Yes, it is true. Let us show that, in a compact Lie group $G$ with $G^0$ nonabelian, finite subgroups that are not contained in any proper subgroup of positive dimension have bounded cardinal.
By contradiction, let finite subgroups $G_n$ have cardinal tending to infinity, and not contained in any proper subgroup of positive dimension.
Let $B$ be a neighborhood of 0 in the Lie algebra of $G$ such that $\exp|_B$ is a homeomorphism onto its image, with inverse denoted by $\log$ (we will let $B$ vary, but can assume it is contained in a single such neighborhood $B_0$ once and for all, hence the function $\log$ will not depend on $B$).

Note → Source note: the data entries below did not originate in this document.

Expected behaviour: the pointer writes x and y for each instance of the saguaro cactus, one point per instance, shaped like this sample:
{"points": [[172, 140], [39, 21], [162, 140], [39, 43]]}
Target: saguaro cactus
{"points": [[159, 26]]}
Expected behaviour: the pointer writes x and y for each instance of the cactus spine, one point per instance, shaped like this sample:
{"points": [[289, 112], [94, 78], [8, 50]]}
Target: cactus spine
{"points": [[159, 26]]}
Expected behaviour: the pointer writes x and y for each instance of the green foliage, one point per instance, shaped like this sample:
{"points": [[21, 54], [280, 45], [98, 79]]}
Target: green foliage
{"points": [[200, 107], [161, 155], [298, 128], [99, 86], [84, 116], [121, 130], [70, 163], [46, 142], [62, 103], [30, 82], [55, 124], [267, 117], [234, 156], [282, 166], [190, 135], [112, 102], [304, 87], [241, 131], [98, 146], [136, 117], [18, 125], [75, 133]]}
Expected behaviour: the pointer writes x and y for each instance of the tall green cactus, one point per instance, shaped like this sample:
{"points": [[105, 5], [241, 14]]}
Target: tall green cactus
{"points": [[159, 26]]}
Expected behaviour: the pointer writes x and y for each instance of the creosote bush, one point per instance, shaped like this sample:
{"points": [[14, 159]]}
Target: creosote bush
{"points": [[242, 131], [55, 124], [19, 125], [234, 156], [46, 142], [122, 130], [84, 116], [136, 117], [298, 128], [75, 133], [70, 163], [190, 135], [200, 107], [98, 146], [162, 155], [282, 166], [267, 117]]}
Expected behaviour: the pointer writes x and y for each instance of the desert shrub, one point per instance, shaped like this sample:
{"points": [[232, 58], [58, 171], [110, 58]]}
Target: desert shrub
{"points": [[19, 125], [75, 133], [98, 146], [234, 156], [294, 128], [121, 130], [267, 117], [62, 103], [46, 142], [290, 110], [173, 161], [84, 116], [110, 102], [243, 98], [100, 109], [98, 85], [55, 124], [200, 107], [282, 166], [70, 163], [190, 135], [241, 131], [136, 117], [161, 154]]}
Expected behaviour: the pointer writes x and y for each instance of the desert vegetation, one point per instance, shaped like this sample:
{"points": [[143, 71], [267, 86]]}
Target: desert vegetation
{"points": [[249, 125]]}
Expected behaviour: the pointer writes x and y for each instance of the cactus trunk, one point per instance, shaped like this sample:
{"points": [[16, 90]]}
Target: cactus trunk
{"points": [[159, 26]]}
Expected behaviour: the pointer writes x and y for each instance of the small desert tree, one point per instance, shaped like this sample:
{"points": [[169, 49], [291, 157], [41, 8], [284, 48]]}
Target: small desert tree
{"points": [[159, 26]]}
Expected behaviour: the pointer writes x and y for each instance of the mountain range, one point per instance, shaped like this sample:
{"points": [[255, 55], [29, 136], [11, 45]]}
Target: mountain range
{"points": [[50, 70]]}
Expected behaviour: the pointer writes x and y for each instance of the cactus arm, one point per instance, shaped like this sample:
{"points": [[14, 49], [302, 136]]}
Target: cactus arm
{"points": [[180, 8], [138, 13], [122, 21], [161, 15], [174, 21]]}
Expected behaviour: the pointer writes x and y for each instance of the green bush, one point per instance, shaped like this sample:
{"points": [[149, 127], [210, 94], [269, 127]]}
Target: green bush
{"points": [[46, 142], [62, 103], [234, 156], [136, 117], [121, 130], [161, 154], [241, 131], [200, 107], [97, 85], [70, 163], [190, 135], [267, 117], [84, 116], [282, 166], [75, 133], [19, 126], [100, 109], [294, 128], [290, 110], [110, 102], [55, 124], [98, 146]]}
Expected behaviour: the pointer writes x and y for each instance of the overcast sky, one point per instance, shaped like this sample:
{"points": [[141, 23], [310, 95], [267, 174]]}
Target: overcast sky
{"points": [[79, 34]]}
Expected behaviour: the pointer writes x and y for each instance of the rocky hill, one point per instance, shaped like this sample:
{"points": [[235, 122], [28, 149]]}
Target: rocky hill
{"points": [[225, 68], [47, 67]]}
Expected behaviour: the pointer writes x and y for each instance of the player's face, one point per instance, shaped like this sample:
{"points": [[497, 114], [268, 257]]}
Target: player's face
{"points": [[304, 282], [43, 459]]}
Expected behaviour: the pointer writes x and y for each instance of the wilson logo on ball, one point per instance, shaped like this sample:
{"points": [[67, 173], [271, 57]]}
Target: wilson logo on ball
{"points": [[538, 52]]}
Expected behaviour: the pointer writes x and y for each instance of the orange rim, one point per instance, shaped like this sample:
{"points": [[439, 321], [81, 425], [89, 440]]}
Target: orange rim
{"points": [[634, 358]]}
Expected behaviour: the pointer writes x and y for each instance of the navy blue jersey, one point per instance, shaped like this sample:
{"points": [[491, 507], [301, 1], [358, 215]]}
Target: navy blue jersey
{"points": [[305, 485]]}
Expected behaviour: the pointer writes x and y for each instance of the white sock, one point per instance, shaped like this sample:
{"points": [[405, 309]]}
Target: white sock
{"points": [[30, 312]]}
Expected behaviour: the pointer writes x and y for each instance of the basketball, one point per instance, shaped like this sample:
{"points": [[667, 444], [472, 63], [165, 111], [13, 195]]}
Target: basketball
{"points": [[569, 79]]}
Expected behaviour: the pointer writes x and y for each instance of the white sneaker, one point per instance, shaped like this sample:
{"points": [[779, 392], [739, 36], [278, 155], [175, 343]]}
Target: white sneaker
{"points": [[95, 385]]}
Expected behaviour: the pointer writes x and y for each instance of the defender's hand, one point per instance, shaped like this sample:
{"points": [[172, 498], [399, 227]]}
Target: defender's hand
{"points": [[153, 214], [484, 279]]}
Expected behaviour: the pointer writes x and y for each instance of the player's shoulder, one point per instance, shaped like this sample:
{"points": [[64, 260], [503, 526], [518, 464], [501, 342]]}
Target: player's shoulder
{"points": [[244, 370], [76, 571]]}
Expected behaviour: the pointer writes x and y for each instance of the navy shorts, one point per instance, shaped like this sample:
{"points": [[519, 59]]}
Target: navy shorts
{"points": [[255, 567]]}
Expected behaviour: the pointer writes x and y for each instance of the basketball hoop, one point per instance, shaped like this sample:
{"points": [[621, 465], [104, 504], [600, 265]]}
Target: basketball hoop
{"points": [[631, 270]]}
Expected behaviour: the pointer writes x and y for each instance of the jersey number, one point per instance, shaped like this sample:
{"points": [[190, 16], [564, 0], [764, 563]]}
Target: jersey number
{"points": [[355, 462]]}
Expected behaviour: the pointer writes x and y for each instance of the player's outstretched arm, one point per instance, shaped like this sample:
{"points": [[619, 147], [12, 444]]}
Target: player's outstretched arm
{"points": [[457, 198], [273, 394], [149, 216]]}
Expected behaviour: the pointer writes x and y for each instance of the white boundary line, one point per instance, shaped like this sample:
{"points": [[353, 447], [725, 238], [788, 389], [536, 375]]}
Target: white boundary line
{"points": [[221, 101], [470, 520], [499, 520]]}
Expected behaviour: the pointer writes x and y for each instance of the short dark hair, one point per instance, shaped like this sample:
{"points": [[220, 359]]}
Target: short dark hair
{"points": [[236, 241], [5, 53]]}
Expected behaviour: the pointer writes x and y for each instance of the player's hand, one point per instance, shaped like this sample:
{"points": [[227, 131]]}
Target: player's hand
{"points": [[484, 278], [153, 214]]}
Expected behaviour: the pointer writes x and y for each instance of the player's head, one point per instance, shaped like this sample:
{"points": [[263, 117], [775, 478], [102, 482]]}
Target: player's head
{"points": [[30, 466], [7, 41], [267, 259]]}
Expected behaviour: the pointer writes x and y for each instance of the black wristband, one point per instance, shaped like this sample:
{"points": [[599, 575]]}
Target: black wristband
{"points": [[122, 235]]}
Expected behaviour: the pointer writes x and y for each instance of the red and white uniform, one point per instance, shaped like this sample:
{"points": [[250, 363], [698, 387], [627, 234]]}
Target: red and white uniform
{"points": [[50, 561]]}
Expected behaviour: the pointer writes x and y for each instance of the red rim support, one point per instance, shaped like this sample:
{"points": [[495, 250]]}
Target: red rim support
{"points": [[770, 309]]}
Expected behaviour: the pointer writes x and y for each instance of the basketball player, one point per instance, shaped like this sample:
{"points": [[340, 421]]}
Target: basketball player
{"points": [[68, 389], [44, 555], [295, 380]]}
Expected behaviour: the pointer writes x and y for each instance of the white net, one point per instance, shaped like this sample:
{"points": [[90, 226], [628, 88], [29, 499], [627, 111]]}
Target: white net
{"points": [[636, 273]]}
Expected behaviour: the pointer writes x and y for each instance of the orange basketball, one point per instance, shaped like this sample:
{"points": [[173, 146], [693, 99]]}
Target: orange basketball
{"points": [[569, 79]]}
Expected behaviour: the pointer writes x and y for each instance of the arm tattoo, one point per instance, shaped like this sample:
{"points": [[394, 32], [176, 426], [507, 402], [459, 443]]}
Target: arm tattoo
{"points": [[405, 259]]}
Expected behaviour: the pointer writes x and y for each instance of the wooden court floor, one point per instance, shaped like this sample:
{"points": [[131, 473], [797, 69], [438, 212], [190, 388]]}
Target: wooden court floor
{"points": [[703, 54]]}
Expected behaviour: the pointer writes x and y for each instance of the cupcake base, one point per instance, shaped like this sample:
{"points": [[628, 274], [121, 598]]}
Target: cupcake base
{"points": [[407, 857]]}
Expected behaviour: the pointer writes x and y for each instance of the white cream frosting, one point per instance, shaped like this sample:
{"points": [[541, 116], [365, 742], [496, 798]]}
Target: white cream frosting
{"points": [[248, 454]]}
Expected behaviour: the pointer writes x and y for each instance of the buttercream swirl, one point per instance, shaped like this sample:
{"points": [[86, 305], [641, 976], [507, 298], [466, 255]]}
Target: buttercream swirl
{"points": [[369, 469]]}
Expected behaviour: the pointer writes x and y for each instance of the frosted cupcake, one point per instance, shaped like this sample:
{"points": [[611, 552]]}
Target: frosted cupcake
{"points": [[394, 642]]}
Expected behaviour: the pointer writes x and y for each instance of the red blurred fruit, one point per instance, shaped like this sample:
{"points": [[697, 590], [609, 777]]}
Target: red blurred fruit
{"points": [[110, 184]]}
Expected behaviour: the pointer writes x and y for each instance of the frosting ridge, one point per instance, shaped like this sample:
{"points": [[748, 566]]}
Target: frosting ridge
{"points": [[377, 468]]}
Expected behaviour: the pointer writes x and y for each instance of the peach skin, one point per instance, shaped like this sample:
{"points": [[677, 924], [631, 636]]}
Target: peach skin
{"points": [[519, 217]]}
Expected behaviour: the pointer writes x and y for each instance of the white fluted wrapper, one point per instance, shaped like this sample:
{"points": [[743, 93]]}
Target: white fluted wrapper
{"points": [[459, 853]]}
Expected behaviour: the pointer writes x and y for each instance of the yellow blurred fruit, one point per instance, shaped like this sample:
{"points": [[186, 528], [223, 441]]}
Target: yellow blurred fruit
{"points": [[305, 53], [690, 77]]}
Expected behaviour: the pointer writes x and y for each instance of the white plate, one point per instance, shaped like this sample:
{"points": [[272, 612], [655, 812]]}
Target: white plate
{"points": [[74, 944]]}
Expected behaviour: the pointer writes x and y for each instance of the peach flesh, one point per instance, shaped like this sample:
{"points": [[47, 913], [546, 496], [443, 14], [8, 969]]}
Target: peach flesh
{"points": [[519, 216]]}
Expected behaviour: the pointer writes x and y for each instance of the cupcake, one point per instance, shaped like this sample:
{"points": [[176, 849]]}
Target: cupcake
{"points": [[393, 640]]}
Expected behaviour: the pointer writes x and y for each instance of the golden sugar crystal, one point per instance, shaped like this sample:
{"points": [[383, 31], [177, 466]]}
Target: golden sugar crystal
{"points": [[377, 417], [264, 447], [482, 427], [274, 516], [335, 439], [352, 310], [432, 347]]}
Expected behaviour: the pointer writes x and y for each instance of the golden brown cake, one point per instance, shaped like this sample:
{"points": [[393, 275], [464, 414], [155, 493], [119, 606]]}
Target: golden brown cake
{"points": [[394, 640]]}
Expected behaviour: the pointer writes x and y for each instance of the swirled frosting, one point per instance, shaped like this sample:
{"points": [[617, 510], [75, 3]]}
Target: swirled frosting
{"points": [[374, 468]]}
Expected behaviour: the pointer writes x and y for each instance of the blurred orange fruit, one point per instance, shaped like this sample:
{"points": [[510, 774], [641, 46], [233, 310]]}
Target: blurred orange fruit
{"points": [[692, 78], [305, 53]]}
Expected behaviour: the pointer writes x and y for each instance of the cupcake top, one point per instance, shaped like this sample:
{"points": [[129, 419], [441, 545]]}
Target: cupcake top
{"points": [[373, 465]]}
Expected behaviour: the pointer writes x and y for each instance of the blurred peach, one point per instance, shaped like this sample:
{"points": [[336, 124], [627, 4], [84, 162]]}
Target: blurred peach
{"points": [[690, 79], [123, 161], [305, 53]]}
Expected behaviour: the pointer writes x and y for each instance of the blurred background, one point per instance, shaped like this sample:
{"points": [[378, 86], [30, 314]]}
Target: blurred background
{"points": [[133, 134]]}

Define $T_n^B=\exp\big(\mathrm{span}\big(\log(G_n\cap\exp(B))\big)\big)$.
The first point is that for each $B\subset B_0$ and for $n$ large enough, $G_n\cap\exp(B)$ consists of commuting elements. This is close to Jordan's theorem and is a particular case of Zassenhaus' theorem (see for instance Theorem 1.3 here, with in mind that connected nilpotent subgroups of compact groups are abelian). We can extract once and for all to suppose that this holds for all $n$.
The next point is that $T_n^B$ is a torus. For an arbitrary commutative subset, it might have been dense in a torus. But the point is that elements of finite subgroups are well-behaved. More precisely: for this point, we can suppose that $G$ is embedded in the unitary group $\mathrm{U}(d)$. Every element of $G$ can be diagonalized with eigenvalues $e^{i\pi k_1/m},\dots,e^{i\pi k_d/m}$. We can arrange $B_0$ so that it avoids elements with eigenvalues $-1$ and define the log accordingly, so assume all $k_i$ to be in $]-m,m[$. Hence the log of such an element will be, in the same diagonal basis, the matrix with eigenvalues $i\pi k_1/m,\dots i\pi k_d/m$, and the exp of its span will be the 1-dimensional torus of diagonal matrices with eigenvalues $\theta^{k_1},\dots,\theta^{k_d}$ for $\theta$ in the unit circle. Now when we consider all $G_n\cap \exp(B)$, we just consider the torus generated by several such (commuting) tori.
Now consider $\liminf_n \dim(T_n^B)$. This is positive (because $G_n$ is infinite, so that $G_n\cap\exp(B)$ is never reduced to $\{1\}$. This liming decreases when $B$ decreases, and hence we can find $B_1$ for which its value, say $c>0$, is minimal. After extracting once again, we an suppose that $\lim_n\dim(T_n^{B_1})=c$. Define $T_n=T_n^{B_1}$. Hence, for every neighborhood $B\subset B_1$, there exists $n_0$ (depending on $B$) such that for all $n\ge n_0$ we have $T_n^B=T_n$ (because $T_n^B\subset T_n$ and these are tori of the same dimension).
This observation allows to deduce that $T_n$ is, for large $n$, normalized by $G_n$. Indeed, for $g_n\in G_n$, we have $$g_nT_n^Bg_n^{-1}=\exp(\mathrm{span}\log(G_n\cap \exp(g_nBg_n^{-1})));$$
since $1$ has a basis of conjugation-invariant neighborhoods, we can choose $B$ such that $\bigcup_g gBg^{-1}$ is contained in $B_1$. We deduce that $g_nT_ng_n^{-1}\subseteq T_n$ for large $n$, hence this is an equality.
Then $G_nT_n$ is a positive-dimensional closed subgroup containing $G_n$. By assumption, it equals $G$, and this is a contradiction since $G^0$ is non-abelian.